A trial court should determine what constitutes a sufficient amount of circumstantial evidence for a case to go to a jury after the plaintiff has rested her case. Because it appears that this stage of the case had not been reached when the trial court ruled, it is necessary to remand for a new trial. Therefore, we do not decide the procedural errors raised by Plaintiff.
Defendant moved to strike from consideration by this court the affidavits of counsel involved in this case, which were offered by Plaintiff in her Motion to Correct the Record. Because none of the material that Defendant finds objectionable was considered in the disposition of this case, the Motion to Strike is denied. See Osborne v. Babbitt, 61 F.3d 810, 814 (10th Cir. 1995).
We therefore AFFIRM the district court's ruling on Plaintiff's expert witness, REVERSE the district court's grant of the motion for judgment as a matter of law, DENY Defendant's Motion to Strike, and REMAND for further proceedings consistent with this opinion.
AFFIRMED in part, REVERSED in part, and REMANDED.
1. The trial court stated:
I'm going to have to dismiss the case. There is no evidence to support the plaintiff's claim of a manufacturing defect and I'm well aware of that.
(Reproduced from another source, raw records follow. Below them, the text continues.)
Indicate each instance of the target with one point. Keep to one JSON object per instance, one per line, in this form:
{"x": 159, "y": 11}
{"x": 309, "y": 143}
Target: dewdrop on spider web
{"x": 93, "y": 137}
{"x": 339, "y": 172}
You have to have a witness that can qualify as having the kind of knowledge that would allow him to express that opinion.
App. to Appellant's Br., Vol. II at 378.
2. "Plaintiff's claims of alleged defect of the subject tire cannot be sustained absent expert witness testimony as to said defect." App. to Appellant's Br., Vol. II at 390 (Order Excluding Expert Witness and Judgment of Dismissal With Prejudice at ¶ 2); see also id. at 387 (Findings of Fact and Conclusions of Law at ¶ 5).
3. For other states that follow this rule, see Anderson v. Chrysler Corp., 403 S.E.2d 189, 193 (W. Va. 1991) (Arkansas, Hawaii, Idaho, Illinois, Minnesota, Nevada, New Hampshire, New York). Additionally, this position is explained in Christopher H. Hall, Annotation, Strict Products Liability: Product Malfunction or Occurrence of Accident as Evidence of Defect, 65 A.L.R. 4th 346, 354-58 (1988), which lists the following jurisdictions as holding that plaintiff can make a prima facie case of defectiveness by proving the fact of a malfunction or the occurrence of an accident in conjunction with other circumstantial evidence: Arizona, California, Connecticut, the District of Columbia, Florida, Iowa, Kansas, Louisiana, Maryland, Montana, New Jersey, North Dakota, Oklahoma, Pennsylvania, Rhode Island, Tennessee, Texas, Washington, and Wisconsin.